Carlos Santamaría y su obra escrita

 

Cerebro y Alma

 

El Diario Vasco, 1965-11-07

 

      El cerebro y la mano son los símbolos respectivos de dos tipos de actividad humana —trabajo intelectual y trabajo manual— que durante siglos habían sido considerados como cosas distintas y aún opuestas.

      Sin embargo, hoy se va viendo cada vez con mayor claridad que no existe un trabajo intelectual que no sea al mismo tiempo un trabajo físico y que, recíprocamente, tratándose del hombre, todo trabajo material, por servil que parezca, tiene inevitablemente cierta estructura inteligente y racional.

      El cerebro y la mano son dos órganos proporcionados, o más bien, las componentes de un par perfectamente articulado.

      Por medio de la mano, el hombre opera sobre la naturaleza y este conocimiento operativo, transformante, esencialmente distinto del conocimiento reflejo del animal, es lo típico del hombre. Bajo este aspecto, el marxismo tiene gran parte de razón: un conocimiento inerte y puramente idealístico carecería de rango auténticamente humano.

      El cerebro del hombre no se limita a trabajar con un número finito de combinaciones. Opera con sucesiones indefinidas de ellas y por esta razón se encuentra siempre abierto a realidades nuevas. No se halla como el animal reducido a la ley de la eterna repetición.

      El hombre es un animal capaz de construir útiles, de emplear estos mismos útiles en la fabricación de otros y de proseguir indefinidamente esta cadena creadora de nuevos útiles. ¿Por qué? «Porque su cerebro tiene una potencia indefinida para descomponer y recomponer la realidad», dice Bergson.

      En un sugestivo libro del doctor Chauchard, que acaba de ser traducido al castellano, —«La moral del cerebro»— su autor presenta el cerebro como «el más extraordinario aparato de dominio y espiritualización de la conducta». Por desgracia, dice, «no nos servimos de él mejor que si se tratase de un ganglio de insecto».

      Harían falta «consejeros de humanismo biológico, educadores del cerebro». Una «medicina para gentes normales» que nos enseñase a utilizar los recursos de nuestro propio mecanismo corpóreo-espiritual.

      El doctor Chauchard estima que las escuelas para «la enseñanza de la conducta humana» están todavía muy retrasadas.

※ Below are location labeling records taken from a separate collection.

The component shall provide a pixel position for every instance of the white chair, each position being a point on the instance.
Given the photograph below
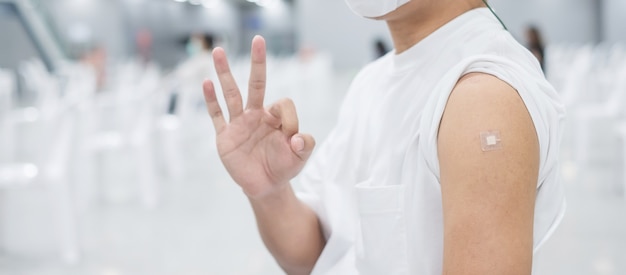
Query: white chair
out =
(50, 171)
(131, 109)
(7, 90)
(611, 108)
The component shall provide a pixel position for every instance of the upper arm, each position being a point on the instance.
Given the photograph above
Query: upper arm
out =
(488, 197)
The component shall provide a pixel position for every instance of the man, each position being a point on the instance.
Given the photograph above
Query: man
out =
(444, 159)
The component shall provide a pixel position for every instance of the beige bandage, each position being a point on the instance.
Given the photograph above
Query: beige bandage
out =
(490, 141)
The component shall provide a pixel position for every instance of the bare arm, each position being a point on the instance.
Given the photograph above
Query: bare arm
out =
(488, 197)
(262, 151)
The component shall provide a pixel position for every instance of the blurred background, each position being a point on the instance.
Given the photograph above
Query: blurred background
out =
(107, 157)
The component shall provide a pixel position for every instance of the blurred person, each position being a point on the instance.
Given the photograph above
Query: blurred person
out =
(381, 48)
(96, 58)
(191, 72)
(534, 43)
(143, 41)
(444, 159)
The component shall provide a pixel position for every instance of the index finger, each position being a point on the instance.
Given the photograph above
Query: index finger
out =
(256, 85)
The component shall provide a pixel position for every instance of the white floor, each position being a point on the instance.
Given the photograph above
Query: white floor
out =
(204, 224)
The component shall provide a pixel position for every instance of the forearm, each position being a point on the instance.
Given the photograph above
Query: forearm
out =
(290, 230)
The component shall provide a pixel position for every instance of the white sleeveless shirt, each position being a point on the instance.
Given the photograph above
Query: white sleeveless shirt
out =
(374, 183)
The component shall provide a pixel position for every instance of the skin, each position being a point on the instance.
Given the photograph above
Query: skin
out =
(488, 197)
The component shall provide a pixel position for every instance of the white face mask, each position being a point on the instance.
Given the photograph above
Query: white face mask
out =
(374, 8)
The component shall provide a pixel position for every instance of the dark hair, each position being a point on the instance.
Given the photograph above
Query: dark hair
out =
(536, 36)
(209, 40)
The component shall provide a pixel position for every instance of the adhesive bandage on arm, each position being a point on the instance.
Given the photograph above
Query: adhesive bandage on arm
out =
(490, 141)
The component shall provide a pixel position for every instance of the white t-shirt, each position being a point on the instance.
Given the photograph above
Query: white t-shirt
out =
(374, 183)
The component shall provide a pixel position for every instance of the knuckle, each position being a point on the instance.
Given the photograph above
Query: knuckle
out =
(257, 84)
(216, 113)
(231, 92)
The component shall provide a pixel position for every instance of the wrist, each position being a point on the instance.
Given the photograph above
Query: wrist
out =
(278, 197)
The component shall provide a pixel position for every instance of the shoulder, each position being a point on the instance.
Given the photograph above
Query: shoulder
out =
(488, 192)
(482, 103)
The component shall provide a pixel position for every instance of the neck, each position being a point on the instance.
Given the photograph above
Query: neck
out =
(408, 30)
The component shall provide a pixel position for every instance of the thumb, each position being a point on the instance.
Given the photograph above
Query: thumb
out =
(302, 145)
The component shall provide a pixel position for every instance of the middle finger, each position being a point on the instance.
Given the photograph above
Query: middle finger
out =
(229, 86)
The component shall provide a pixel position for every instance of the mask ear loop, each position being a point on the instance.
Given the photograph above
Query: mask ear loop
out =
(494, 13)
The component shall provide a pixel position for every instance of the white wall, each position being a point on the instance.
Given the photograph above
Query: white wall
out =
(561, 21)
(330, 26)
(615, 21)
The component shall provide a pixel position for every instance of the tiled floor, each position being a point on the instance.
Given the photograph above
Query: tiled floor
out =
(204, 224)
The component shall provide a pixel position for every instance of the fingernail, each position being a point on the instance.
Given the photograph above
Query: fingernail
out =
(297, 143)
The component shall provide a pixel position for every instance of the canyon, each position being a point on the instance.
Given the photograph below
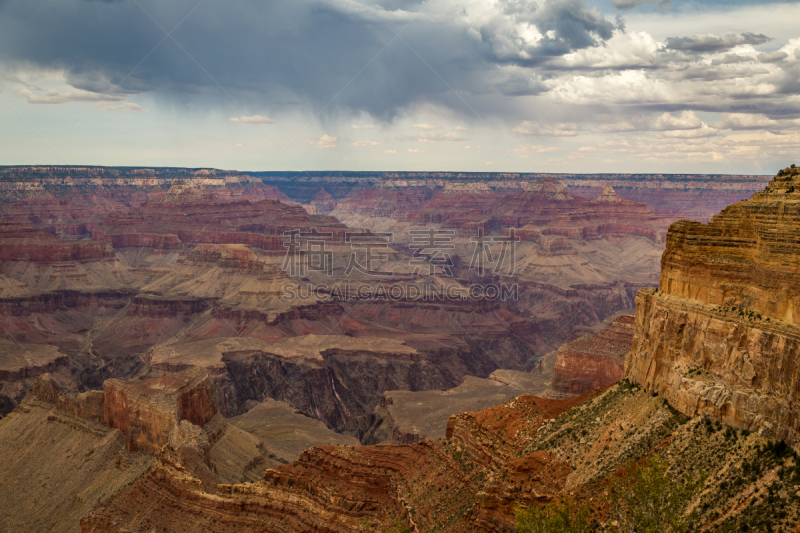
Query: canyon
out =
(199, 380)
(719, 338)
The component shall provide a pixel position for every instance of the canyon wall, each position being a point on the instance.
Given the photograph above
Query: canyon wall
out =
(593, 361)
(721, 337)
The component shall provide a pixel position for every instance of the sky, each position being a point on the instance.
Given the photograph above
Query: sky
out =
(653, 86)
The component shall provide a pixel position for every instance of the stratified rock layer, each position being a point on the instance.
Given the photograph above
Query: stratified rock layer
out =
(594, 361)
(721, 337)
(147, 411)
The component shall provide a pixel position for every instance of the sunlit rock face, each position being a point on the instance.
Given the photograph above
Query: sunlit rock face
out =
(721, 337)
(594, 361)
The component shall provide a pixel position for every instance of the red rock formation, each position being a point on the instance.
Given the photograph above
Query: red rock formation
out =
(544, 205)
(594, 361)
(21, 243)
(186, 215)
(323, 202)
(720, 338)
(147, 411)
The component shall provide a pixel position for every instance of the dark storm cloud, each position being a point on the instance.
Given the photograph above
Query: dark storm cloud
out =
(663, 5)
(292, 50)
(714, 43)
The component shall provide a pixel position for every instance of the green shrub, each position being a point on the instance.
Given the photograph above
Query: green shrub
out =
(556, 517)
(649, 500)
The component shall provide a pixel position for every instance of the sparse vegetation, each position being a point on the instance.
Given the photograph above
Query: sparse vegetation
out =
(647, 499)
(556, 517)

Que en nuestras universidades no se aprende esta técnica suprema y esencial, quizás porque los maestros mismos empiezan por ignorarla.

      Sin duda alguna, una de las características del «homo futurus» será la de haber aprendido a explotar a fondo los registros de aquel maravilloso instrumento.

      Utilizar sólo los niveles inferiores del cerebro es usar de un instrumento espiritual como si únicamente fuera un instrumento animal. Con la desventaja de que el hombre nunca puede animalizarse, lo bastante para adquirir una viabilidad, aunque sea decadente, porque carece del juego completo de instintos que constituye la base de los automatismos animales. Así, el hombre, al intentar animalizarse, no hace sino subanimalizarse.

      Aprender a manejar el cerebro para utilizarlo en toda su dimensión es, pues, hacerse más hombre.

      Claro está, que en esta cuestión nos lleva a un problema trascendente, el mismo de siempre. ¿Quién maneja el cerebro? ¿Es, acaso, el cerebro mismo?

      Semejante hipótesis carece, para mí, de sentido, porque entiendo que lo característico del hombre es tener conciencia del propio existir, palparse a sí mismo desde dentro. Constituye, pues, un quehacer absolutamente intransferible e irreductible a cualquier clase de mecanismo físico-biológico.

      En estas condiciones, nuestro cerebro pensante exige un alma.

      Chauchard viene a decir que «al materialista de hoy, que afirma la superioridad humana como una simple consecuencia de la superioridad cerebral» hay que responderle mostrándole esa enorme fuerza exigitiva con que el propio cerebro humano nos interroga al ser utilizado a pleno rendimiento.